The law provides for mandatory restitution to victims.  Not only does the law define who is a victim, but it goes a step beyond just to cover any base that’s left out.

(2) For the purposes of this section, the term “victim” means a person directly and proximately harmed as a result of the commission of an offense for which restitution may be ordered . . .

(3) The court shall also order, if agreed to by the parties in a plea agreement, restitution to persons other than the victim of the offense.

On the one hand, the plea to two counts does nothing to limit the court’s sentence from taking into account the harm reflected by the other counts under the doctrine of “related conduct.”  But even more specifically, the mandatory restitution law makes specific provision for restitution to all victims, regardless of whether they are the victim of the particular offense to which the plea was entered.

Back to the restitution order of $145.70.  This ridiculous amount was not the product of some amorphous dark magic in the courtroom, but of a confluence of failure on the part of those involved.  At its top level, this reflects the amount sought by the prosecution. Whether it was an agreed-upon amount in the plea agreement, or whether it was a disputed amount upon which the judge made a finding, is unknown.  Whether there was argument over the proper amount of restitution, and what arguments were made, is unknown.  But that’s how amounts of restitution happen.

Yet, that’s just the superficial layer. Beneath the surface, there is the question of whether the victims were in communication with the prosecution, advocating their cause for both plea and restitution. Charlotte Laws should have been fully aware of what was going to happen at Hunter Moore’s sentencing, but for the ultimate sentence which is always in the hands of the judge. So should all other victims of Moore.
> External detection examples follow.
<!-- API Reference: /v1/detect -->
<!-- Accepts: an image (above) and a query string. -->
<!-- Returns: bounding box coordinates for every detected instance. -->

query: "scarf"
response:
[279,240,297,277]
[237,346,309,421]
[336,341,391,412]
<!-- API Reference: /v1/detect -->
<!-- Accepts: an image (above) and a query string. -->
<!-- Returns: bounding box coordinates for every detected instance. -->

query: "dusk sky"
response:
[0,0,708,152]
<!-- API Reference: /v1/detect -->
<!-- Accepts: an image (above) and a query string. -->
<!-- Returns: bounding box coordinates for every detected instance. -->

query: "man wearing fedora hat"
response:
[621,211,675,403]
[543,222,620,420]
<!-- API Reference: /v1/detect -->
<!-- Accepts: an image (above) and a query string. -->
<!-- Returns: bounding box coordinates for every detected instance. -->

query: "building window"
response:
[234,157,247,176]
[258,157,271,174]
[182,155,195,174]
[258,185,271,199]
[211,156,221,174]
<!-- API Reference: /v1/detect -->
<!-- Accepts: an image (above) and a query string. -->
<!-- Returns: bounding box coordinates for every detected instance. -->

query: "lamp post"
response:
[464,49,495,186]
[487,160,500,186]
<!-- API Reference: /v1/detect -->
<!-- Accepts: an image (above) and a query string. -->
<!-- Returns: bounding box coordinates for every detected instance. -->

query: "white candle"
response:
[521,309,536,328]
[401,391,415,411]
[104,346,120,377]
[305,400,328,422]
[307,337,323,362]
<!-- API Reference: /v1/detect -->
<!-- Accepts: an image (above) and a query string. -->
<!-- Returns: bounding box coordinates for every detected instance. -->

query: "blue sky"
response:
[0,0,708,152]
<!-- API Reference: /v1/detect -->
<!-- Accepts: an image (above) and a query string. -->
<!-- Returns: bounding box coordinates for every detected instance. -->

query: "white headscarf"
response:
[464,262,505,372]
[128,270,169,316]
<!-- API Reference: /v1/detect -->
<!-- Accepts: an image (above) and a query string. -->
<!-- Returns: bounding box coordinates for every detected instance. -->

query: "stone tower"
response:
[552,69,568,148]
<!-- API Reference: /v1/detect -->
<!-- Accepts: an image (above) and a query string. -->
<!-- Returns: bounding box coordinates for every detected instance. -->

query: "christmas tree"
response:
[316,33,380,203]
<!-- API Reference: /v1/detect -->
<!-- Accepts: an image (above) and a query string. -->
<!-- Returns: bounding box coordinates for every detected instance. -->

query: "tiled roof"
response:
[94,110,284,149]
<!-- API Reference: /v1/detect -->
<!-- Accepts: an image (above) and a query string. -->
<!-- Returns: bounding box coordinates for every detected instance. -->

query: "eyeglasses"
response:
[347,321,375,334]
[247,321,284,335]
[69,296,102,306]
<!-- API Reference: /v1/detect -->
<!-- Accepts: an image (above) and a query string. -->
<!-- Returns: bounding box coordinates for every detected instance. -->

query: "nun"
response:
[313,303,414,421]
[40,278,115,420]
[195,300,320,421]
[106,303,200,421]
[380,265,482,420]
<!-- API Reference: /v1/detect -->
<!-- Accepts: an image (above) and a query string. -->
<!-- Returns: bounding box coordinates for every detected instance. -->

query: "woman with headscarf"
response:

If Laws felt personally inadequate to the task, she could have had her legal representative engage in the discussion on her behalf, and if she couldn’t afford one, there are always the passionate advocates like Goldberg who would no doubt speak on her behalf.

Was there engagement with the prosecution, before the plea, before the sentence, to advocate for the amount of restitution necessary to make the victims whole?  Did the prosecutor know and refuse to take their claim into account?  Did the prosecutor enter into a plea agreement that froze out restitution to other victims? Or did they leave this all to some vague forces of “justice” to somehow manage to eke out a satisfactory result?

Or did none of these self-proclaimed advocates have a clue how the process works, how to establish their claim for restitution, of the need to advocate for their claims, of their rights to restitution?

The explanation that Moore pleaded to only two counts fails to explain much of anything. That may be the facile answer to people outside the system, who aren’t aware of how the system works and that it’s not magic.  This seemingly inexplicable amount of restitution falls on the shoulders of the prosecutor, and then slides down the slope to people like Charlotte Laws, and from there to the self-proclaimed saviors of victims, none of whom appear to have performed their role in making the law happen the way it could have, it should have.

The absurdity of an order of mandatory restitution in the amount of $145.70 was not because of black magic, but incompetence and lack of understanding of how the system works, and what the system offers and how to make it happen.  No amount of teary-eyed stories or self-proclaimed saviors can conceal this failure. They had the chance to seek the restitution to which they believe they’re due, but they lacked the knowledge, experience and capacity to make it happen, right down the line.  Don’t blame the evil magic of the law for their failure. The law may be “a ass,” but that doesn’t absolve others from their failure to use the tools the law provides.